Because a young child’s fine and gross motors skills are still developing, they may still need help when asked to draw and paint an image. They will often ask for guidance when they find it difficult to perform a certain task. When children are able to create something tangible, like a scrapbook, painting, or greeting card, they can bring it home and talk about it. Art also enables children to focus not only on themselves but on others as well. When children work on a group project, they learn to share and interact with others. Such instances encourage communication, teamwork, and social contact which are important social skills to learn.
When children practice art, they are able to improve cognitive skills. They develop critical thinking skills when they make a mental picture of what they plan to create. Art also allows children to learn through experimentation. For example, if they mix the primary colors like red and yellow, they will come up with the color orange. Or, if they push harder when coloring a picture, the color will become darker.

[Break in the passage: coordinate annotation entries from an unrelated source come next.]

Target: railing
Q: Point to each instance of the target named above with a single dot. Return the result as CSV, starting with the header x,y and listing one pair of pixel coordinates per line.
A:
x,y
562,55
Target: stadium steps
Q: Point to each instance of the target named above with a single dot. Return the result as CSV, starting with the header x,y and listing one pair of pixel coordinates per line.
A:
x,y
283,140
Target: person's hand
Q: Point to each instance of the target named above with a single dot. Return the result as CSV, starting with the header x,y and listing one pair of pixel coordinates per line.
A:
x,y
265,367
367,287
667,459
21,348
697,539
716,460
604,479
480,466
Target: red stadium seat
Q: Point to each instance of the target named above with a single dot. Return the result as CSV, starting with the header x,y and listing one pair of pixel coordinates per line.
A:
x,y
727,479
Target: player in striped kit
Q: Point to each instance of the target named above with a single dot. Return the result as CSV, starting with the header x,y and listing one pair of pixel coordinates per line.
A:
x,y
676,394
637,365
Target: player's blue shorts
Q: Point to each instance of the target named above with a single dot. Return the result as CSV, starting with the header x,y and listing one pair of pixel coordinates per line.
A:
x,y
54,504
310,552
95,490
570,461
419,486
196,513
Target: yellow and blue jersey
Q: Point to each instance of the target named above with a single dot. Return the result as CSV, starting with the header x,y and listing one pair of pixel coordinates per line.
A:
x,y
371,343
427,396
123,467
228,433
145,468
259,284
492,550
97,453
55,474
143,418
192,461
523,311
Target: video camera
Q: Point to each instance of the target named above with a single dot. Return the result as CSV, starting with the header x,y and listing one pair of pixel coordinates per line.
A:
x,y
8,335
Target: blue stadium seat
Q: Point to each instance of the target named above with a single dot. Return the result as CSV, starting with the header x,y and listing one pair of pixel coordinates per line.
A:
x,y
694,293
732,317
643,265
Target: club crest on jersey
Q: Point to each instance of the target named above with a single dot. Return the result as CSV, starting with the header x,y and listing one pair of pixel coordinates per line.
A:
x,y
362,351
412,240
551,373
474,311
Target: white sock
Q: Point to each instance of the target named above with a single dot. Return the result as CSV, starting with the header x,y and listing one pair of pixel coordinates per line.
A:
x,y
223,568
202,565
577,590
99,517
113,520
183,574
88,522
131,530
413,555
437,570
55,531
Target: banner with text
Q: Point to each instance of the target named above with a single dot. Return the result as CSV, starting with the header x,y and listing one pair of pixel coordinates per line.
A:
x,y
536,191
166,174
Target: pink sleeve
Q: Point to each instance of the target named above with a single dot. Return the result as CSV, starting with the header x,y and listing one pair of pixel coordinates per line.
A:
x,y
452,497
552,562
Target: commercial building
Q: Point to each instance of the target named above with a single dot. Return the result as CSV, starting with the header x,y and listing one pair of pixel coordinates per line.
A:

Language and Emotional Development
Art enables children to learn new words, colors, shapes and sizes, hence expanding their vocabulary. Art is also a therapeutic way for children to express their frustrations and understand their emotions better. Art-making provides a way for children to communicate, most especially younger kids who are still developing their speech and language skills.
Being able to create something on their own and share it with others provides a feeling of accomplishment. As children continue to practice creating art and see the progress they’re making, they are able to develop self-confidence.
Art-making activities are fun and engaging. While practicing art, children can have an enjoyable and stress-free experience while learning new skills.